Standard & Poor’s, which stripped France of its AAA credit rating in January of last year, recently delivered another cut to the country—this time from AA+ to AA causing some concern from international investors. The ratings agency said that measures taken by President Francois Hollande were not adequate to spur growth in the Eurozone’s second largest economy.
The rate on French bonds barely budged after the announcement—up only seven-hundredths of a point to 2.23%—and there was no mad rush to the exits. And Hollande has said that he will not change strategy, but will keep to the course currently held by the French government. Although it is obligated to follow EU rules to keep its spending in check, policy is focused more on tax increases than benefit cuts to cut the government’s deficit.
Other European countries that have aggressively followed a course of austerity have seen unemployment skyrocket, leaving many people without a social safety net in places like Spain, Portugal and Greece. France chose to go a different route, and its economy, while not exactly humming, is still expanding. In the second quarter of 2013, it was up 0.5% from Q1, and its annualized rate is coming in around 2%. Its unemployment rate is currently at 11.1%.
But S&P said it has no confidence in Hollande’s strategy. “We believe the French government’s reforms to taxation, as well as to product, services, and labor markets, will not substantially raise France’s medium-term growth prospects. Ongoing high unemployment is weakening support for further significant fiscal and structural policy measures,” it said in a statement.
Still, neither Fitch nor Moody’s has rushed to join S&P in its action, yet. In particular, Fitch, which was the last of the Big Three to strip the country of its AAA sovereign rating, did so only this past July—with a stable outlook. It has seen no need to join S&P in adding a fresh downgrade to the country’s sovereign debt rating. Fitch spokesman Peter Fitzpatrick said in an e-mail that the July report was “very clear on our outlook for France and the rating drivers; i.e., why it has a stable outlook.”
At the time, Fitch predicted that France’s “GDP [will] contract in 2013 before growing by 0.7% in 2014. Fitch’ projection for long-term potential growth is broadly unchanged at around 1.5%.” Thus far, France’s economy is still expanding.
Fitch also said at the time, “Despite the loss of its ‘AAA’ status, France’s extremely strong credit profile is reflected in its ‘AA+’ rating with a Stable Outlook,” and cited numerous factors. Among them was the very “wide-ranging program of structural reforms, including the ‘National Compact for Growth, Competitiveness and Jobs’ and recent labor market reforms as well as “France’s wealthy and diversified economy and political stability entrenched by strong and effective civil and social institutions.” These civil and social institutions would take the hit should France embark on a course of strict austerity.

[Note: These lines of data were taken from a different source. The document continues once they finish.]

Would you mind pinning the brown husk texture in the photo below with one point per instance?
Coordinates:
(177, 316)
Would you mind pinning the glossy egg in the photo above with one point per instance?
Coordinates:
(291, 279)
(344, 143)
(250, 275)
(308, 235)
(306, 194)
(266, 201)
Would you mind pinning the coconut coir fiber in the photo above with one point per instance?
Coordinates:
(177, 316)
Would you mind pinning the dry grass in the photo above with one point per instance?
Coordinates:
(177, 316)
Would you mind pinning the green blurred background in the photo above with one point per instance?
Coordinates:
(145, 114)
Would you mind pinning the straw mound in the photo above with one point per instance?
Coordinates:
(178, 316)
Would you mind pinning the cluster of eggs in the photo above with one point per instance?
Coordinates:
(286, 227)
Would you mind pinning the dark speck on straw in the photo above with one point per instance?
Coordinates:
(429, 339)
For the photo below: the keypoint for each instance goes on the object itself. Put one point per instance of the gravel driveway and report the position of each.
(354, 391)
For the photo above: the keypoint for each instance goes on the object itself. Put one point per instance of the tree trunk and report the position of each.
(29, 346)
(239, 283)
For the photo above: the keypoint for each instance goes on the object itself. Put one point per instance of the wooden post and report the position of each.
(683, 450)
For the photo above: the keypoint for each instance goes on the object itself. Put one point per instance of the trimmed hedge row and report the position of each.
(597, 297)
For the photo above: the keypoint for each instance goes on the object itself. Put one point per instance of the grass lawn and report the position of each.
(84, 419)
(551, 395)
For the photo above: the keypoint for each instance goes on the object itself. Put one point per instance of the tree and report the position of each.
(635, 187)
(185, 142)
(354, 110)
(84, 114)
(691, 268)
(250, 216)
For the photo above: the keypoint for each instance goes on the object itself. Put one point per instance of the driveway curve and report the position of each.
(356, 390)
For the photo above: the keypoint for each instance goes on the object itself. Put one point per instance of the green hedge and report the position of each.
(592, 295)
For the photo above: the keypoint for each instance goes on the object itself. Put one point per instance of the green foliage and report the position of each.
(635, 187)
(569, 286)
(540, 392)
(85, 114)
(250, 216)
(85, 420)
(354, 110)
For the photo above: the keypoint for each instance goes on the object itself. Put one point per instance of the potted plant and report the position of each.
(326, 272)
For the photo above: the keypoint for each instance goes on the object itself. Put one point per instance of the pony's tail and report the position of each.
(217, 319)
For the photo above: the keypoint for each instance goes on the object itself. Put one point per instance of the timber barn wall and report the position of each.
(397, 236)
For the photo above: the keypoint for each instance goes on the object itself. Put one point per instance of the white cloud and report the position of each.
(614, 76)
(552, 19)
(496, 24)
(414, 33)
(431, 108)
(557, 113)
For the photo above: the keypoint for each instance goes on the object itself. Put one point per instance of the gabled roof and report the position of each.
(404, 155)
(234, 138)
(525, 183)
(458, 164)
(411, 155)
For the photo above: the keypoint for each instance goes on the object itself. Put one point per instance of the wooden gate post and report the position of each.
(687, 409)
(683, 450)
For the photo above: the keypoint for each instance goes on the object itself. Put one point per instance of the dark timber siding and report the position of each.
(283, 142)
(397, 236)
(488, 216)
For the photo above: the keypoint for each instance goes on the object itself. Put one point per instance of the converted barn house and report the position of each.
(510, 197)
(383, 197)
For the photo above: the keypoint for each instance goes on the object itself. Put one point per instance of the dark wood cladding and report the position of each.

So far, the markets have regarded the S&P news with a caution. Dr. Paul Krugman dismissed it in an opinion piece titled “The Plot Against France.” He pointed out a number of salient factors accounting for his dismissal, such as France’s superior economic performance compared with that of many of its neighbors, Germany excepted; the fact that France’s economic growth currently outpaces “the Netherlands, which is still rated AAA”; and that French workers “were actually a bit more productive than their German counterparts a dozen years ago—and guess what, they still are.”
Krugman also chalked up the S&P’s move more to politics than to economics, saying that since France was criticized as “the time bomb at the heart of Europe” by The Economist last year and other critics added their own disparagements of the country, one might expect to see that French data might reflect such gloomy sentiments. But that is not the case, he said, adding that the country’s budget deficit has fallen substantially since 2010 and even the International Monetary Fund expects that France’s debt-to-GDP ratio to remain relatively stable for the next five years.
So should investors be concerned over the downgrade? There is no clear answer yet. For one thing, it certainly doesn’t have the impact of the very symbolic cut from AAA that the country endured last year, which makes it less likely that the country’s borrowing costs will suddenly soar. For another, since those costs have not yet escalated substantially, there’s no present cause for undue concern about France’s ability to pay its debts.
Still, the French economy is not without its challenges, and there could be warning flags on the horizon. While the country’s services sector was up for the second month in a row in October, as was employment in the sector, Markit Economics’ PMI indicated that manufacturing and retail were not so lucky, with both showing falling numbers for October.